人群散開了些,許薦靈的臉色也略微緩和了一些,但是初始的震驚過后,心中卻是又多了幾分莫名的隱怒——竟然是派這樣的一個少年來壓在自己的上頭,而且看上去這么文弱,這可是需要查案捉拿犯人的提捕,可不是讀了幾年書就行的,也不是每個犯人都會乖乖的束手就擒,難道你就憑伶牙利嘴就能讓人乖乖跟你回去?
“三位,麻煩你們也留一下好么?”
對著那名外鄉年輕人微微一笑之后,林夕卻是又對著提著兩條殺好的魚的老人、端著裝滿了濕衣服的木盆的婦人,以及一個看上去像是附近商鋪掌柜模樣的人點了點頭,說道。
“我們…”
聽到林夕這么一說,這三人都是嚇了一跳,一時臉色發白,都不知道林夕為什么會單獨點他們留下。
“不必擔心,我肯定不會給三位帶來麻煩。”
看著這三人都是猶豫害怕的樣子,林夕又低聲說了一句。
受林夕這話和林夕平和的神色影響,這三人才大了膽子,互相看了一眼,不明所以的跟著林夕等人走入了旁邊的涼茶鋪子。
因為馬車不方便入內,所以剛剛將吏部有關通告文書在許薦靈面前現了現的彭曉風沒有入內,只是坐在了馬車上等著。
“說吧,到底是什么原因?”
林夕在涼茶鋪內坐了下來,看了站著的許薦靈、劉銅和外鄉年輕人、賣豆腐的老婦人等人一眼,問道。
“大人,在這里說,似乎不太方便。”許薦靈深吸了一口氣,努力擠出些討好的笑容來,壓低了聲音道。
“這有什么關系。”林夕點了點涼茶鋪外面,又看著許薦靈,冷笑道:“你看看這外面的人只是擔心被我問話而走得一個不剩,到底是什么原因,除了我和這位外鄉來的兄臺之外,恐怕也無人不曉,何必還要藏著掖著。”
許薦靈心中本身極其不快,此刻被林夕這么一說,頓時也是心頭再度火起,沉聲道:“既然大人這么說,那我也明說了。大人您可知‘黑油子’和‘石老鼠’?”
林夕搖了搖頭,道:“不知。”
“果然是個兩眼發黑的青面皮書犢子。”許薦靈心中一聲冷笑,看著林夕道:“黑油子便是這息子江上專門挑油卸船的勞工,因為一身油臭,又被曬得烏黑,便叫黑油子。
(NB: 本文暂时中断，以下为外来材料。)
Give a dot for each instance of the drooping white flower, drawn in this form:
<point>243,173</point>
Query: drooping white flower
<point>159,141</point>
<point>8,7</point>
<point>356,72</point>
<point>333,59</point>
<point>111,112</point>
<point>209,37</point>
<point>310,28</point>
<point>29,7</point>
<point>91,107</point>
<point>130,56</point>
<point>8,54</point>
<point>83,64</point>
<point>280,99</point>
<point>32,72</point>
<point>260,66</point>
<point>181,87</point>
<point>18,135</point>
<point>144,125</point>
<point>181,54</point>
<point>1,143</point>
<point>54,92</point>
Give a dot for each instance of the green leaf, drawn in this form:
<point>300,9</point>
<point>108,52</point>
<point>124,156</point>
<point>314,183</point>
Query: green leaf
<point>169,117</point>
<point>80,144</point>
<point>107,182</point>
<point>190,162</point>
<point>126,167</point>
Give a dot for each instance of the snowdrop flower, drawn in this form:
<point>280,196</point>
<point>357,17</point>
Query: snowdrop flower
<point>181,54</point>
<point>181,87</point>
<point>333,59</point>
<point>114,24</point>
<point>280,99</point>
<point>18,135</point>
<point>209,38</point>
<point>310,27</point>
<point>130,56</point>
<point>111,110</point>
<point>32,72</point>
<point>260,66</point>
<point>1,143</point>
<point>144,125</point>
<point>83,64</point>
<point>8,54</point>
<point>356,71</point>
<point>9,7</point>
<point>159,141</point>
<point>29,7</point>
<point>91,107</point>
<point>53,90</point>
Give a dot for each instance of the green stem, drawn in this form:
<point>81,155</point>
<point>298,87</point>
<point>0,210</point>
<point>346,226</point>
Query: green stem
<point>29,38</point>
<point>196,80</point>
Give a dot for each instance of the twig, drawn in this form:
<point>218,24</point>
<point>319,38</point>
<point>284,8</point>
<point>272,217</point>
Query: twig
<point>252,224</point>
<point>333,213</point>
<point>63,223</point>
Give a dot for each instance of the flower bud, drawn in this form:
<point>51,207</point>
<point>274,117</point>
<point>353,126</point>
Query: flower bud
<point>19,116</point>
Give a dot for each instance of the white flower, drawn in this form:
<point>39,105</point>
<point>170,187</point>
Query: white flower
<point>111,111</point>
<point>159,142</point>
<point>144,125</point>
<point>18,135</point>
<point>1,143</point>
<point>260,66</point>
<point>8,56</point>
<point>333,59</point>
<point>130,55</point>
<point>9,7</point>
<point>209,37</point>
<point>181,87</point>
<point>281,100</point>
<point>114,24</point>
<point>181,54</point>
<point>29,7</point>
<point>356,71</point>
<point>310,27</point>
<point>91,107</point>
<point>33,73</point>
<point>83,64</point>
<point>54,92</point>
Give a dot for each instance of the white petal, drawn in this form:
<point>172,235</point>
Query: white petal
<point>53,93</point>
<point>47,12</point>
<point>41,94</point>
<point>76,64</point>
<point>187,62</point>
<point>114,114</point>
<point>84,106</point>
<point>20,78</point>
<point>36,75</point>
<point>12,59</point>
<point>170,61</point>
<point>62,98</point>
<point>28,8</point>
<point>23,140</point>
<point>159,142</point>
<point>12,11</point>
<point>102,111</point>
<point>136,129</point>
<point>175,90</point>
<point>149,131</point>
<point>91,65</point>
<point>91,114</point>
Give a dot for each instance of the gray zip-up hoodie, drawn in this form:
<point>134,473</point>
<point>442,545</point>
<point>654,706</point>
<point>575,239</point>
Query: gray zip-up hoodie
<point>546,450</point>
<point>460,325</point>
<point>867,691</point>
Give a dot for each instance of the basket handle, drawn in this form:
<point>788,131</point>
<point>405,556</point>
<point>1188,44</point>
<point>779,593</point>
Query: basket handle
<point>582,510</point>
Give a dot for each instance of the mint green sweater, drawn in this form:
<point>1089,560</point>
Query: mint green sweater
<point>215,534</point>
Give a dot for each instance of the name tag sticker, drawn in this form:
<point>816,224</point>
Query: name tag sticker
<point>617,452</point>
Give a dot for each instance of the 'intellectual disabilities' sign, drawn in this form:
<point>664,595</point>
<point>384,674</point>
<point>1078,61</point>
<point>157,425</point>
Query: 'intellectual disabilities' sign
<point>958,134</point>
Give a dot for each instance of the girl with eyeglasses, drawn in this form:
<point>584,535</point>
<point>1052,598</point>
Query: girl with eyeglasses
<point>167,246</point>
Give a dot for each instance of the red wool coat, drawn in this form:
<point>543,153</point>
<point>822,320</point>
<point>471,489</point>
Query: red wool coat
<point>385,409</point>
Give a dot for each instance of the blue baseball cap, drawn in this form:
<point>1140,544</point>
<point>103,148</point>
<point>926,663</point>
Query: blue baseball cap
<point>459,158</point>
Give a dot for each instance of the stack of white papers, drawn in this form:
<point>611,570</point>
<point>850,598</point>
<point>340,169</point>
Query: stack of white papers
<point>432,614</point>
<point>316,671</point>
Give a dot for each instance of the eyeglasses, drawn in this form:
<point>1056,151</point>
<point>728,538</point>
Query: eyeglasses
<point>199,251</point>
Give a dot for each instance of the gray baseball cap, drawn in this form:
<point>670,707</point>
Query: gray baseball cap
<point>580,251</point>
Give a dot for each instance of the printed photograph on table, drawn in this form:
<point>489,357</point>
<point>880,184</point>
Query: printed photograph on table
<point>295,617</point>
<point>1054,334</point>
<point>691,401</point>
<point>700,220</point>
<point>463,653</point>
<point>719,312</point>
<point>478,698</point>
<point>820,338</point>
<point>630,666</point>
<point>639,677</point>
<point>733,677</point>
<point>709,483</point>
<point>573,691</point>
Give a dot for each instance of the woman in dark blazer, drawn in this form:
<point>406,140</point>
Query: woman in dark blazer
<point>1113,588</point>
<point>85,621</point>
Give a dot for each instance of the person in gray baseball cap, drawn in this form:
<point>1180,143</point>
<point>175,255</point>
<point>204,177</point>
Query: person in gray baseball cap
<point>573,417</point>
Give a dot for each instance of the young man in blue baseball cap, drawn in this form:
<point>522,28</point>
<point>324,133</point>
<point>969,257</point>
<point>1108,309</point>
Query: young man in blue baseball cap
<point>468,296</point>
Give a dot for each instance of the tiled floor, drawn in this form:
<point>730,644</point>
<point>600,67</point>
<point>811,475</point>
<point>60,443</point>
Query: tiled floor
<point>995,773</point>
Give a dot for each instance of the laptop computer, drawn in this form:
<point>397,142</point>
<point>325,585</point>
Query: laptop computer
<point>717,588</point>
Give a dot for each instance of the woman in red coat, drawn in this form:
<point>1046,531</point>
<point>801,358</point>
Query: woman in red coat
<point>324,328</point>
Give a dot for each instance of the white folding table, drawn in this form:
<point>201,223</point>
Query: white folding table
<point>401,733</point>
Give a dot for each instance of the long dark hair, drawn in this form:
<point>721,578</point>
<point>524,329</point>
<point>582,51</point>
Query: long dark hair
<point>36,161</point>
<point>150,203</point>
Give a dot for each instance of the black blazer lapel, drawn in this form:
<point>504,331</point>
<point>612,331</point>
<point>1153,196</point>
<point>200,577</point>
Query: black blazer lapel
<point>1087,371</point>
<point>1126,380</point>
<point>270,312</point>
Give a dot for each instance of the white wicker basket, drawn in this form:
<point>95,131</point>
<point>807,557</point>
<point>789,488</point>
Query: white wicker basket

這部分黑油子大多一身蠻力,而且平時閑暇時間又多,勾黨結派,最容易打架鬧事。除了這桐油生意做得大之外,我們息子江其實還有一門沙石生意,息子江底全部都是細碎的沙石,平院鋪路最佳,挖出來便是銀兩,這一部分勞工也很多。這兩部分人大多都歸四個人管,張二爺,朱四爺,甄五爺和劉七爺。”
林夕笑了笑,道:“劉銅就是朱四爺的人,對吧?”
許薦靈一愣,旋即點了點頭,道:“正是。”
“那你可以說正題了,為什么他是朱四爺的人,我就辦不得?”林夕看了許薦靈一眼,又看了劉銅一眼,認真的問道。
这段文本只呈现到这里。